A redeeming feature of the digital age is the shortening of time lags between when new technology first appears in developed countries and its adoption across the world. Sometimes developing countries leapfrog a generation – as India did with telecom – when we seamlessly skipped mass penetration of land lines to ubiquitous mobile phone penetration; or more recently when mobile-based payments have acquired greater acceptance than credit cards did over decades.

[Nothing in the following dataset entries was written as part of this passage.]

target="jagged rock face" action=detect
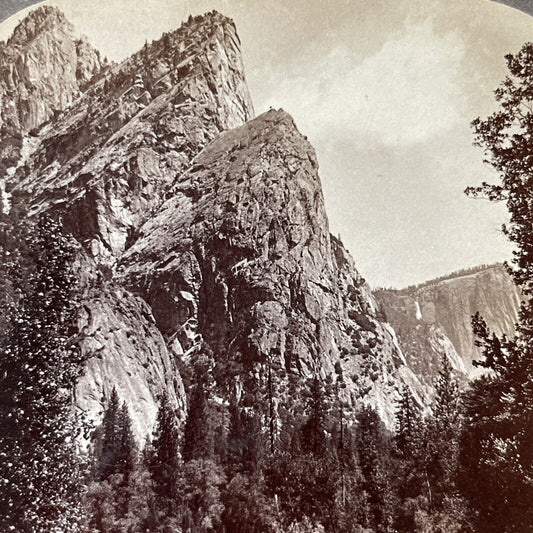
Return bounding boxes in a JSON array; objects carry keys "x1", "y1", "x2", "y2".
[
  {"x1": 0, "y1": 6, "x2": 102, "y2": 173},
  {"x1": 376, "y1": 265, "x2": 521, "y2": 386},
  {"x1": 8, "y1": 7, "x2": 424, "y2": 438},
  {"x1": 2, "y1": 12, "x2": 253, "y2": 441},
  {"x1": 7, "y1": 13, "x2": 253, "y2": 265},
  {"x1": 119, "y1": 110, "x2": 420, "y2": 422},
  {"x1": 75, "y1": 283, "x2": 186, "y2": 442}
]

Much like this, artificial intelligence, machine learning (AI, ML) and robotics technologies are silently but increasingly automating work tasks. Some of it is already in use. Email comes with filters and smart replies; maps and ride sharing apps use AI in route planning and pricing; online retailers use AI to understand your preferences and buying habits so they personalise your shopping experience. Music streaming sites provide AI-curated personalised playlists, and the 24-hour customer helpdesk you use online probably doesn’t have a human at the other end.
As voice and facial recognition continue to evolve, machine learning algorithms are getting more capable than ever. Deep neural networks now give AI the ability to learn – moving from doing tasks to solving problems independent of subsequent instructions. Venture capital funding of AI companies globally soared 72% last year, hitting a record $9.3 billion in 2018.
But as AI becomes increasingly embedded in our society, it will change how we work and live. There is understandable fear that AI will cause disruption and take away jobs. Policy makers will need to address this given already existing concerns about rising unemployment. IDC predicts that by 2024, half of structured and repeatable tasks will be automated in workplaces, and 20% of knowledge workers will have AI-infused software or a digitally connected technology as a coworker. According to a McKinsey report, job profiles characterised by repetitive activities could experience the largest decline as a share of total employment from 40% to around 30% by 2030.
Policy makers will have to show bold leadership, and companies will have to address the mammoth task of skilling and reskilling people to work with AI. Individuals will need to adjust to a new world in which job turnover could be more frequent as they transition to new types of employment, and the likely necessity to continually refresh and update their skills to match a dynamically changing job market.